The World Bank estimates show that 32 lakh working hours are lost every day in the capital and another 16 lakh working hours are lost every day in the port city of Chittagong due to traffic congestions. In other words, annual financial loss for one lakh working hours amounts to Tk1,000 crore. Therefore, the two cities lose at least Tk49,000 crore or $5.5 billion, which is 8.5 per cent of the nation's annual budget on account of traffic congestions.

During busy hours, people find it faster to walk up to places of work than going by cars, the speed of which in Dhaka is less than seven kms per hour. A study by BRACUniversity's Institute of Governance and Development shows that the average vehicle speed on the capital's roads has dropped to 6.8 km per hour from 21.2 kms in 2004. If the number of vehicles continues to increase at the current rate the speed of motor vehicles in the capital city would be no more than the walking speed in 2025, predicts the World Bank.

The authorities were unable to complete the metrorail project by December 2020 as was projected. As out of 88 planned metro stations 21 are still under construction, none could say with certainty when all the planned stations will be completed.

The metrorail project was approved by the ECNEC in 2012. For reasons unknown the schedule for the completion of mega and medium projects have already been extended time and again resulting in cost escalations.

Earlier, the authorities failed to put in place the city's much trumpeted circular waterways. People have been hearing about circular trains in the capital but no one knows when these trains would come to the rescue of the city's beleaguered commuters. Modern urban opportunities are just not available in the cities of Bangladesh. There is no action plan to decentralise administration or create the opportunities for the city dwellers to move out from the densely populated downtowns in the country's major cities.
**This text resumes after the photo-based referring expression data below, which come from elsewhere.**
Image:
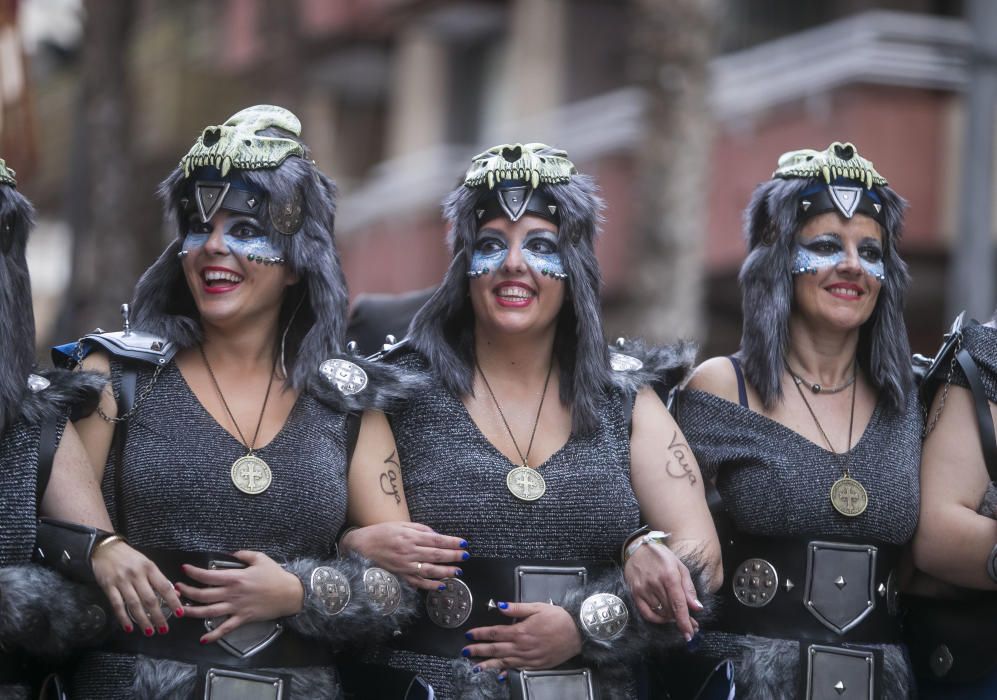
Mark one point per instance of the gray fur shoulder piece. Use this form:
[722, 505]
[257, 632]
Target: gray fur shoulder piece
[348, 383]
[639, 638]
[361, 620]
[58, 392]
[43, 613]
[636, 364]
When even in the five post-independence decades the authorities could not solve the problems of the capital city, people don't expect from the government that it would be able to solve the mass transport problems facing Chittagong, Sylhet, Rajshahi, Khulna and Barisal. Officials visit developed countries to learn about their transportation system spending lots of money but the problems have remained where they had been long ago.